Search for tables missing foreign key indexes:

sql

-- Find foreign keys without indexes
SELECT
    tc.table_name, kcu.column_name
FROM information_schema.table_constraints tc
JOIN information_schema.key_column_usage kcu
    ON tc.constraint_name = kcu.constraint_name
WHERE tc.constraint_type = 'FOREIGN KEY'
AND NOT EXISTS (
    SELECT 1 FROM pg_indexes
    WHERE tablename = tc.table_name
    AND indexdef LIKE '%' || kcu.column_name || '%'
);

Step 6: Assess Tenant Isolation Performance

Test for noisy neighbor effects:

•Baseline: Measure performance for Tenant A under normal load
•Stress: Generate heavy load for Tenant B (10x normal)
•Measure: Re-measure Tenant A's performance during Tenant B's stress
•Compare: Degradation should be <10%

Test scenarios:

•Large tenant with heavy query load
•Tenant with large data volume (>1M rows)
•Tenant with high write throughput
•Concurrent operations across many tenants

Document:

•Per-tenant connection pool usage
•Per-tenant query latency distribution
•Resource contention points
•Noisy neighbor mitigation effectiveness

Step 7: Generate Audit Report

Produce a comprehensive performance report:

markdown

## Performance Audit Report

### Date: YYYY-MM-DD
### Scope: [What was audited]
### Environment: [Hardware, software versions, data volumes]

### Executive Summary
[2-3 sentence overview of findings and key recommendations]

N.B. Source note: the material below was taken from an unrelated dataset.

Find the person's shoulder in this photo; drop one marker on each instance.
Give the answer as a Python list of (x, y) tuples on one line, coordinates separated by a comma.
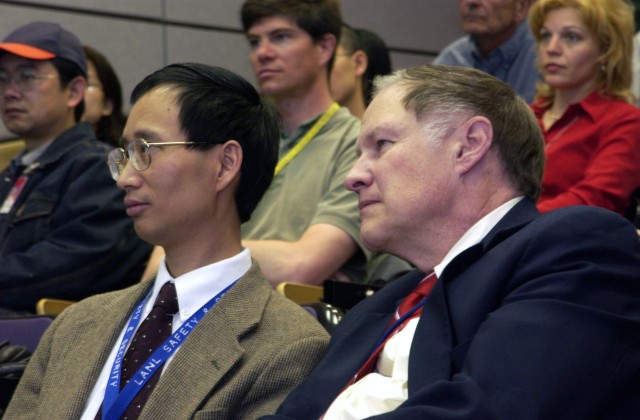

### Critical Findings (Fix immediately)
| Finding | Current | Target | Impact | Effort |
|---------|---------|--------|--------|--------|
| ... | ... | ... | High/Medium/Low | Small/Medium/Large |

### Performance Baselines
| Endpoint | p50 | p95 | p99 | Throughput | Status |
|----------|-----|-----|-----|-----------|--------|
| GET /users | Xms | Xms | Xms | X/s | OK/WARN/FAIL |

### Database Analysis
| Query | Avg Time | Calls/min | Fix |
|-------|----------|-----------|-----|
| ... | Xms | N | Add index on X |

### Tenant Isolation
| Metric | Baseline | Under Load | Degradation |
|--------|----------|-----------|-------------|
| Tenant A p99 | Xms | Xms | X% |

### Recommendations (Prioritized)
1. [Highest impact, lowest effort first]
2. ...

### Benchmark Regression Tests Added
[List of new benchmark tests to prevent regressions]

Write the report to docs/spec/.llm/plans/performance-audit-YYYY-MM-DD.md.